Overview of Address Objects and Address Groups

An address object is a set of IPv4/IPv6 addresses or MAC addresses. An address group is a set of address objects.

Address Object

An address object contains one or more IPv4/IPv6 addresses or MAC addresses. Similar to a basic component, an address object can be referenced by various policies, such as security policies and NAT policies, once being defined. For example, the network segment address of an office network is 192.168.1.0/24. You can create an address object, name it office, and add 192.168.1.0/24 to the address object to translate the addresses of IP packets from this network. The NAT policy configured for the network can reference the address object.

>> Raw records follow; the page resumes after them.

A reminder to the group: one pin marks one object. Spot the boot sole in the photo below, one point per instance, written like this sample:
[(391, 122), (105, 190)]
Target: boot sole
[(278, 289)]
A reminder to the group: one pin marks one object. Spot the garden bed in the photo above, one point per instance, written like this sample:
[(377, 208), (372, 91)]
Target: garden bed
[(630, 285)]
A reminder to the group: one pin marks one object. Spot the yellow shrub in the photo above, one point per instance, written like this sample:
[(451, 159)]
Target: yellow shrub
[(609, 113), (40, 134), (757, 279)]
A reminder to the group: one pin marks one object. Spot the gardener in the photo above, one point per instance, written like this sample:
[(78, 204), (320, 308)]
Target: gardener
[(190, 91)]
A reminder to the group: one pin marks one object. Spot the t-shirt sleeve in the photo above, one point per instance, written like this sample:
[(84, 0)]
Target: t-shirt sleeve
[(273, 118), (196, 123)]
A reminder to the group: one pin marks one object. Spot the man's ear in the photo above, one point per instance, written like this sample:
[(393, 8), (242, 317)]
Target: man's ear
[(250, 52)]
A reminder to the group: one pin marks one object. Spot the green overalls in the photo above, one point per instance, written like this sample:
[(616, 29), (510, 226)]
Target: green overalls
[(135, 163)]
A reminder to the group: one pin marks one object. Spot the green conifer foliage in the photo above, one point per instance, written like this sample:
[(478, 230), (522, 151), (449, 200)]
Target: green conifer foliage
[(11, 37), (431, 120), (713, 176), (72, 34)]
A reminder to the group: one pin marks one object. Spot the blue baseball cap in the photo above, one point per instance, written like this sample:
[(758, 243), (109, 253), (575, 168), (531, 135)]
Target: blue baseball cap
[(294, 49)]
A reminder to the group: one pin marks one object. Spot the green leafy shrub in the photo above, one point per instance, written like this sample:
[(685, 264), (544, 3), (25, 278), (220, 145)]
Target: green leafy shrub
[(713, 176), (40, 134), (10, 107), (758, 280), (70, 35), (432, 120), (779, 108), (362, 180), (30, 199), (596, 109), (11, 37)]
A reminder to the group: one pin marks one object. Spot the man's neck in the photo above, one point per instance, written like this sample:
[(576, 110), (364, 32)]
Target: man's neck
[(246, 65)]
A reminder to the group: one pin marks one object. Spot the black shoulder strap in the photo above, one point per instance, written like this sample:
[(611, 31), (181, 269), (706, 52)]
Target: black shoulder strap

The FW can add the following types of addresses to address objects:

IPv4/IPv6 host addresses
IPv4/IPv6 address ranges
MAC addresses

Address Group

An address group comprises host address objects, range address objects, network segment address objects, and existing address groups. Compared with address objects, address groups increase the flexibility of address management.

For example, an enterprise has three departments: Finance, R&D, and Marketing. The three departments can access different network resources but require address translation to access the Internet. Perform the following operations to improve the address translation efficiency:

Create address object Finance Object for the Finance department, Research Object for the R&D department, and Market Object for the Marketing department. The access control policy defined for each department references the corresponding address object.
Create address group named Total Group and add Finance Object, Research Object, and Market Object to the group. The address translation policy can just reference Total Group instead of referencing the three address objects.